Oil futures slipped a bit on Friday as rising COVID-19 cases in the U.S. and Europe heightened worries about demand for crude, but prices finished higher for the week, partly due to assurances from OPEC+ that it remains committed to production cuts.
The Organization of the Petroleum Exporting Countries and their allies, together known as OPEC+, seem “to have comforted markets that they are leading the oil market to balance,” said Edward Moya, senior market analyst at Oanda, in a market update.

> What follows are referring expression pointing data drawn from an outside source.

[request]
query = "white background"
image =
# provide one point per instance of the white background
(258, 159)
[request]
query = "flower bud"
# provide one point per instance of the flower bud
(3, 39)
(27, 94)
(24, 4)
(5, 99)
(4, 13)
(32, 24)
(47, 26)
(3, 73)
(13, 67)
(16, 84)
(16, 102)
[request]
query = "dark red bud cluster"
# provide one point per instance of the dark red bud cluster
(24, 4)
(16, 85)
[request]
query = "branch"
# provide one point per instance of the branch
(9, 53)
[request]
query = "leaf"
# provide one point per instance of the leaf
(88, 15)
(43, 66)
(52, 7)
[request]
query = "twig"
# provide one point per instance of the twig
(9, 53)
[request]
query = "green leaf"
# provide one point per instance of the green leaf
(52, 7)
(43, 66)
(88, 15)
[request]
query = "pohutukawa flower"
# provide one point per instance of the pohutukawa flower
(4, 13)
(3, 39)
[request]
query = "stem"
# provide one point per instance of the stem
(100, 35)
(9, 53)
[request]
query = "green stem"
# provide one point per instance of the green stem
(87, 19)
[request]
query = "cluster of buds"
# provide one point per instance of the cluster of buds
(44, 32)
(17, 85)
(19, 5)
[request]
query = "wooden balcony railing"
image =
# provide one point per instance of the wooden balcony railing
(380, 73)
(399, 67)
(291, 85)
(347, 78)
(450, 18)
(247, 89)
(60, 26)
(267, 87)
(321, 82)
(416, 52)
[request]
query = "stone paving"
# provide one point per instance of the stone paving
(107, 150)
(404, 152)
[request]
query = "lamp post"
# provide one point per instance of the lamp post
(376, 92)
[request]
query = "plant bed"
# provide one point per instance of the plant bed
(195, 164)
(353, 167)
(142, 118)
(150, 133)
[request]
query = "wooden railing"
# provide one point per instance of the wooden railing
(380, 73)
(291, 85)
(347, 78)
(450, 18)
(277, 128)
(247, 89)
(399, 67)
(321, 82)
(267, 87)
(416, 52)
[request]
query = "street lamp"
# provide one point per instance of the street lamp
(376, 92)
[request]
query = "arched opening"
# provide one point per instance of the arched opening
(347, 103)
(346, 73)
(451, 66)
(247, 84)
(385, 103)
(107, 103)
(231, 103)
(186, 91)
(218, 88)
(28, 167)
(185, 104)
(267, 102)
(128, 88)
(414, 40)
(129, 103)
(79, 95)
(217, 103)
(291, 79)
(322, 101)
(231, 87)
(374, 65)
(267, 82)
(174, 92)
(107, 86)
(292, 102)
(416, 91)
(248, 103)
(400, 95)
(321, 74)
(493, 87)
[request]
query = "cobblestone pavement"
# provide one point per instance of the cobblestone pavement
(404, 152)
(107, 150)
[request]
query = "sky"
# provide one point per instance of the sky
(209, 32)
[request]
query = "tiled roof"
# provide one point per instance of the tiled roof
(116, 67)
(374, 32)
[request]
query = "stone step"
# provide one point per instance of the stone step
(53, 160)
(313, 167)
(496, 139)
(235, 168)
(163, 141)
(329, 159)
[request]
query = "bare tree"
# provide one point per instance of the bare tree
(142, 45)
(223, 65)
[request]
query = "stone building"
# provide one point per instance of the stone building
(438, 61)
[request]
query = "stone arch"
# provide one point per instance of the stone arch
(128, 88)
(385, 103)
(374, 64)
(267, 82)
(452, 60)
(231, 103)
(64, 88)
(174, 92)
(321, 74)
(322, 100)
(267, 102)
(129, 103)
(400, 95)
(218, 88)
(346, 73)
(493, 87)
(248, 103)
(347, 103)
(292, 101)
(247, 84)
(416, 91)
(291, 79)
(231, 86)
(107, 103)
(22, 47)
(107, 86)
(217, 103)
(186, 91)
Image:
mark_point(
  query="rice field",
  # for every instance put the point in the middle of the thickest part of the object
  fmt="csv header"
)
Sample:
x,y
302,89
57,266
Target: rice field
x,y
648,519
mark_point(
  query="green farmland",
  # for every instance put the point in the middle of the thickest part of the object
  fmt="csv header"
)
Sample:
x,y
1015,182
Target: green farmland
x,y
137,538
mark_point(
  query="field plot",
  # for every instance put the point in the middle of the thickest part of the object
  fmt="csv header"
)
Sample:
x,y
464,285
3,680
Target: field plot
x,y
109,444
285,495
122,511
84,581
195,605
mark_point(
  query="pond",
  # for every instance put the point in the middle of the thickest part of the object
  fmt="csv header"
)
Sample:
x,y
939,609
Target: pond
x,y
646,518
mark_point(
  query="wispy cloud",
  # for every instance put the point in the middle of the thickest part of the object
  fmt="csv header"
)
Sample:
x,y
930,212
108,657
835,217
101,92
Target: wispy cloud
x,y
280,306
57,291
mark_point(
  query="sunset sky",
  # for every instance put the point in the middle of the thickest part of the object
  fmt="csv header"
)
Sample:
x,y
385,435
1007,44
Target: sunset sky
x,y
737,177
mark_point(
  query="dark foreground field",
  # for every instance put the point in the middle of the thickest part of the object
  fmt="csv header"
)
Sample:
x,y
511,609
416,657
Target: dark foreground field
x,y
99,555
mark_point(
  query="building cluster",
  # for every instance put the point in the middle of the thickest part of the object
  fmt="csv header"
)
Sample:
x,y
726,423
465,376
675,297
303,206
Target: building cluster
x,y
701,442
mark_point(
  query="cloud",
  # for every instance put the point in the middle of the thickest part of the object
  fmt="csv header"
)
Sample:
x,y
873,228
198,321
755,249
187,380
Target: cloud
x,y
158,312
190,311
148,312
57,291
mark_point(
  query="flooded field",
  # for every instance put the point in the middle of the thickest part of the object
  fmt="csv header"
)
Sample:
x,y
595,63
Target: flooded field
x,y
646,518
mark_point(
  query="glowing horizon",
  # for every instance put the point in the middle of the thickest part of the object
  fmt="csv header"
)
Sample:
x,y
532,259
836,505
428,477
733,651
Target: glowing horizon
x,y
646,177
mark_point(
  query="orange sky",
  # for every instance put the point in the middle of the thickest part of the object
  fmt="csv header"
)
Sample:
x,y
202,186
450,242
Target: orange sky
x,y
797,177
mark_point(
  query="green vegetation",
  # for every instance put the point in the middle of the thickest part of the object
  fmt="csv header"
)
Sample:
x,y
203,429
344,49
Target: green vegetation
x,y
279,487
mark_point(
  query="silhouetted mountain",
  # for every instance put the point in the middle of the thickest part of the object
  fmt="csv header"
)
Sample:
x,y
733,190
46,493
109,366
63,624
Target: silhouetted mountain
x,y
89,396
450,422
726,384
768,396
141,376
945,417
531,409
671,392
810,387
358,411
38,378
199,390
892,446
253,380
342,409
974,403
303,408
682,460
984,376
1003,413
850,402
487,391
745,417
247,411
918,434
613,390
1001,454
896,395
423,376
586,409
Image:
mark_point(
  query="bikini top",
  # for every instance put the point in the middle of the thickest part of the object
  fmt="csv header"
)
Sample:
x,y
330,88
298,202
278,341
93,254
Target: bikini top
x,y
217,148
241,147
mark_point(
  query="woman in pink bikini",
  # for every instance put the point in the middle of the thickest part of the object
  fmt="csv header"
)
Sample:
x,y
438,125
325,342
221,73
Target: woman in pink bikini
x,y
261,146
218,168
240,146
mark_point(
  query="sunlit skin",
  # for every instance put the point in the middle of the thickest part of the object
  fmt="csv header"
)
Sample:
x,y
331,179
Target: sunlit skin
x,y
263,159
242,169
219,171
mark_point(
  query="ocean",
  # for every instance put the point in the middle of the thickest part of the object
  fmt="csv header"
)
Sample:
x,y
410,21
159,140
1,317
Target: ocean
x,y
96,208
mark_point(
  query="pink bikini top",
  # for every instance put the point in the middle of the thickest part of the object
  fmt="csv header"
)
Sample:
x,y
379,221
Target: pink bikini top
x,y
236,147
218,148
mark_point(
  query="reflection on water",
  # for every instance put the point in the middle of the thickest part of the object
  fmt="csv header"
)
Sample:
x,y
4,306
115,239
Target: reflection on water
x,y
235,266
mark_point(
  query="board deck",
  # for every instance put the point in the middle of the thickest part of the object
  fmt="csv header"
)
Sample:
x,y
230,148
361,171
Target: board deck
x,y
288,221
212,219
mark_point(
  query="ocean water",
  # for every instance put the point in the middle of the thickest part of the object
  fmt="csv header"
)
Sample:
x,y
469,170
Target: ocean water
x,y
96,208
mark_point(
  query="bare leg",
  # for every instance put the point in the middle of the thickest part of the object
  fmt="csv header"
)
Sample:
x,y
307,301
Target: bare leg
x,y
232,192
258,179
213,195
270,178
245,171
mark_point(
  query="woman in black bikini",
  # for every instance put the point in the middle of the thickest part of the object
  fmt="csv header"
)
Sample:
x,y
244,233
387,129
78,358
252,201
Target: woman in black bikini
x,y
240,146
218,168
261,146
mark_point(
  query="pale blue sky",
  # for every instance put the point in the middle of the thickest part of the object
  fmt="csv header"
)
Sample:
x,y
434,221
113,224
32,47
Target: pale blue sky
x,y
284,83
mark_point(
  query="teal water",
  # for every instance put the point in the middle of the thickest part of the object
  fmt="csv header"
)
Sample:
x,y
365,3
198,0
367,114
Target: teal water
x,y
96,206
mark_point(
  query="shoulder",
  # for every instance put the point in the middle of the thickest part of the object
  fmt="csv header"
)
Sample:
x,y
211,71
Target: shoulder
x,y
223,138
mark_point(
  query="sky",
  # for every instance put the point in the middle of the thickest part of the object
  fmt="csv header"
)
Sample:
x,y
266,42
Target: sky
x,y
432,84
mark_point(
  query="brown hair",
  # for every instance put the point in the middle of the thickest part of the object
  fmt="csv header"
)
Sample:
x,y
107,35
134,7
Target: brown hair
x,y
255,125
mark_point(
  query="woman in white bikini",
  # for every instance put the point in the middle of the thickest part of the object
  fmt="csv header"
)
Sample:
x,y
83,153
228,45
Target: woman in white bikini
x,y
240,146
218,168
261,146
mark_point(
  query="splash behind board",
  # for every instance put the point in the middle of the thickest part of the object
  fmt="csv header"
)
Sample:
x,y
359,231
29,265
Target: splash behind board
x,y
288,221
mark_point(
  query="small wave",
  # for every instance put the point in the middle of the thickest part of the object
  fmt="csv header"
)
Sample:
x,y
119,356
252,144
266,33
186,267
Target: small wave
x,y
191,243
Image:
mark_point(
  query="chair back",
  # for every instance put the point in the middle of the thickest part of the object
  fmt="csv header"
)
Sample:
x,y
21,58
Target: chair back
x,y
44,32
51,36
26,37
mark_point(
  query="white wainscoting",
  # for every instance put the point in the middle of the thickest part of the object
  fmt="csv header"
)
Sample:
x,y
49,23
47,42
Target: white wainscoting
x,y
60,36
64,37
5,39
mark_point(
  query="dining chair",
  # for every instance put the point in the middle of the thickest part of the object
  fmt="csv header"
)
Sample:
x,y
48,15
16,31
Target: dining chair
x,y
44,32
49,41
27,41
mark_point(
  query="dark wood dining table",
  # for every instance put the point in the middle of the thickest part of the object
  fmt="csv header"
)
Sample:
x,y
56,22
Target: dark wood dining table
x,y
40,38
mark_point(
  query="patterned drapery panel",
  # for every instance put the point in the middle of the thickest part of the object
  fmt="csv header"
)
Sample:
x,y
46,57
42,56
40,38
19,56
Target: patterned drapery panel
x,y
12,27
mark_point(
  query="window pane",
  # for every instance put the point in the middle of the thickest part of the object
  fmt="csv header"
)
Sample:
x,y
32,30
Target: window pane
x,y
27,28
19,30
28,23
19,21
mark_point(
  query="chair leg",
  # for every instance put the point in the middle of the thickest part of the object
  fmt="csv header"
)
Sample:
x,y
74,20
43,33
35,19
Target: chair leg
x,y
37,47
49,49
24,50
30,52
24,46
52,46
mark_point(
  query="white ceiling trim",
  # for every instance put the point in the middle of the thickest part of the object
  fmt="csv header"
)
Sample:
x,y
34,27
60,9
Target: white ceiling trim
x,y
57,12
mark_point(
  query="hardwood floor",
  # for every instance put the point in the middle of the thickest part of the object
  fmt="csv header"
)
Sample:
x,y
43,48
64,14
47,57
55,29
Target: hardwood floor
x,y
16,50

Oil prices found support for the week after Saudi Arabia and Russia reportedly reiterated their commitment to the OPEC+ production cut agreement.
That raised expectations that “the alliance might take further action to either address some of its members’ undercompliance or re-evaluate its plan to boost production again from January,” said Paola Rodriguez-Masiu, senior oil markets analyst at Rystad Energy. “If these hopes prove futile then prices may be in danger again next week after the OPEC+ meeting.”
The Joint OPEC-Non-OPEC Ministerial Monitoring Committee, or JMMC, which monitors compliance with production cuts, is scheduled to meet on Monday.
West Texas Intermediate crude for November delivery
fell 8 cents, or 0.2%, to $40.88 a barrel on the New York Mercantile Exchange. Prices for the front-month contract, which expires at Tuesday’s settlement, posted a weekly rise of 0.7%.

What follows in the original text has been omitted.